Four people who entered Canada as Olympic spectators have sought to stay in the country as refugees, Canadian immigration officials said yesterday.
Just who the asylum seekers are and where they came from has not yet been made public. But Johanne Nadeau, spokeswoman for Citizenship and Immigration Canada, said the four arrived from countries whose citizens do not require a visitor’s visa to enter Canada.
Nadeau also confirmed the claimants are not among the 27,000 foreign nationals — including athletes, team officials, Olympic officials, workers and members of the media — who are in Vancouver under a special streamlined accreditation process designed to support the Olympic and Paralympic Games.
Rather, “they indicated that they originally came to Canada to see the Games and then made a refugee claim,” Nadeau said in an e-mail to the Vancouver Sun.
Nadeau said she couldn’t discuss the origin of the claimants because of privacy laws.
However, Richard Kurland, a Vancouver-based immigration policy analyst, suggested the asylum seekers may have come from Hungary or Slovenia, which are among the top source countries for refugees to Canada recently, in large part due to large populations of Roma people.
The Roma — many of whom have claimed ethnic persecution in their home countries — can be found throughout Europe, but travel to Canada is restricted for most by a visa requirement.
Canada has historically seen an influx in refugee numbers during major international sporting events.
During the Calgary Games in 1988, one person, rumoured to be a Romanian coach, sought asylum.
Six years later, 13 people applied for refugee status during the Victoria Commonwealth Games.
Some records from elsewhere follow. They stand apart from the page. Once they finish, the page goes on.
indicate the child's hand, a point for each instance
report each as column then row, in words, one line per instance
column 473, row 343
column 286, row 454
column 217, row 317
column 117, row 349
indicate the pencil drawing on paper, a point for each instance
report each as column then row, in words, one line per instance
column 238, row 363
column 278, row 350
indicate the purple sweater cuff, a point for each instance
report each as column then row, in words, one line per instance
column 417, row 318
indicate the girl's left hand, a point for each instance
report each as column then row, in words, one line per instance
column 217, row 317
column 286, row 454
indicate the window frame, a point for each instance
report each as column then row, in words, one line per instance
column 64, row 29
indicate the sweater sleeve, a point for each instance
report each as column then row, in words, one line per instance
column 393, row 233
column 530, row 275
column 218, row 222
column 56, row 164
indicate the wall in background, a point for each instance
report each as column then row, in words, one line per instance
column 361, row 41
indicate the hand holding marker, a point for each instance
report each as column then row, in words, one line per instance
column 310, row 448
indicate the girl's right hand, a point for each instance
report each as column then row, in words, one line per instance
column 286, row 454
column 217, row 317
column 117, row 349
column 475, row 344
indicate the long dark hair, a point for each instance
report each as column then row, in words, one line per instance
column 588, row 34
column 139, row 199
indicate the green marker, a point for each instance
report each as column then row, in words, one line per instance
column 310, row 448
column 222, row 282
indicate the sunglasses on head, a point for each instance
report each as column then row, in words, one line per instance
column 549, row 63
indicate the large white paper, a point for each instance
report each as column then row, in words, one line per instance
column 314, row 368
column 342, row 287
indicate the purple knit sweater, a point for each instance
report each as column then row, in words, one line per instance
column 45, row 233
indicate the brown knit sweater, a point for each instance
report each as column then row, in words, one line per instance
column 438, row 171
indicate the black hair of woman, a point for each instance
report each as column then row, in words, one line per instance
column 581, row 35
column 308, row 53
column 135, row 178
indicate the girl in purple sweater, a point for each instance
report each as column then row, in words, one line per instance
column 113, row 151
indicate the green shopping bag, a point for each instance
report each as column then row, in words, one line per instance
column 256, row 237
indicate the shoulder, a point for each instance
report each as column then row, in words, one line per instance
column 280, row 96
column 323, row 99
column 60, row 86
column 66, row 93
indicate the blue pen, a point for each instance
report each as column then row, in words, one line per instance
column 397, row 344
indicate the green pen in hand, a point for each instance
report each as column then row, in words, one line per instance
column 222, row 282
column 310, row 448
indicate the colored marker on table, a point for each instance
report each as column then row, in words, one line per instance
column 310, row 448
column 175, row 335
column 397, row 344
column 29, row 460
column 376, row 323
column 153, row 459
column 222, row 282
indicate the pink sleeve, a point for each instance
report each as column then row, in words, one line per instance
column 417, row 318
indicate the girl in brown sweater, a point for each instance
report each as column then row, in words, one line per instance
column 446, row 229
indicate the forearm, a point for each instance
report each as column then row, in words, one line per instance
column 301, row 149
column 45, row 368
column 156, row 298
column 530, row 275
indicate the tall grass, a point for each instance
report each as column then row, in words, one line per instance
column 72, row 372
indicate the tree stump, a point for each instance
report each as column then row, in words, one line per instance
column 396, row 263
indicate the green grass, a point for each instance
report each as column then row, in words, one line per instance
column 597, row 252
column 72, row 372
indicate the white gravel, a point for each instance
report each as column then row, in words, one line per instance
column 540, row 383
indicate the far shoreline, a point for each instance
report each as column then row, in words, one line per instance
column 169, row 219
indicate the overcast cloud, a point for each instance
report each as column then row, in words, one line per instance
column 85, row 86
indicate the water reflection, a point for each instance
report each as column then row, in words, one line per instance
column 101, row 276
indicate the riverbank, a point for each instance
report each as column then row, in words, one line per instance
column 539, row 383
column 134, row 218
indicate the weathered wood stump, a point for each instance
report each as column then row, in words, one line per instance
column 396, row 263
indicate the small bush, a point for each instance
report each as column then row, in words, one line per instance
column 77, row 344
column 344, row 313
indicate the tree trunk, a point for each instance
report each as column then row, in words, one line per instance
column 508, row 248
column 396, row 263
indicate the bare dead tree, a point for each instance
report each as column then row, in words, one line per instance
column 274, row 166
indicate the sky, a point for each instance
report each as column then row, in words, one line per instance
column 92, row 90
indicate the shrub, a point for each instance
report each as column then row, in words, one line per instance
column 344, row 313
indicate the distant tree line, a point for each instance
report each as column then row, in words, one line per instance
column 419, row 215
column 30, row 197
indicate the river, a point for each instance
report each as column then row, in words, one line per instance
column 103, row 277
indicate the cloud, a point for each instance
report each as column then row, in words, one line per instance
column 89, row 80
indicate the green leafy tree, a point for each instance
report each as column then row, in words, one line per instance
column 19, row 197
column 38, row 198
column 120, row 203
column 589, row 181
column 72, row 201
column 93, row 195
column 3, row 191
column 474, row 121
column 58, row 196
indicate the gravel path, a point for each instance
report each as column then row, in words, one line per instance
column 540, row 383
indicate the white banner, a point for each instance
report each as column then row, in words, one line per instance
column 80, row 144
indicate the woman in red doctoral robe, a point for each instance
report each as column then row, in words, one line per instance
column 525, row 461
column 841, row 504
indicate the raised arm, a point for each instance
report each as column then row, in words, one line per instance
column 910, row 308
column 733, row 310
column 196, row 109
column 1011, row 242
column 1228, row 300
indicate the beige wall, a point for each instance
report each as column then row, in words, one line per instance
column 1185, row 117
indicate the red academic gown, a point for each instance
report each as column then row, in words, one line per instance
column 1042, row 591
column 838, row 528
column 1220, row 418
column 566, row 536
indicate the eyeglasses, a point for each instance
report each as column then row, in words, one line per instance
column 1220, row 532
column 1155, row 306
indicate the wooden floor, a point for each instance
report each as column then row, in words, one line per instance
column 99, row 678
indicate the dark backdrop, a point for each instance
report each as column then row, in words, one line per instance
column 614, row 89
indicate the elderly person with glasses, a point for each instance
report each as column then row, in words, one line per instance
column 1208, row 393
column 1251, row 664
Among them was Daniel Igali, the Nigerian-born wrestler who went on to win gold for Canada during the 2000 Olympics in Sydney.
Now a resident of Surrey, Igali was among the celebrated torchbearers for the 2010 Games.
In 1999, six Cubans made asylum claims, including a journalist, during the Pan American Games in Winnipeg.
Nadeau said the four recent claimants will have their cases processed individually. “Each case will be assessed according to its own merits,” she said.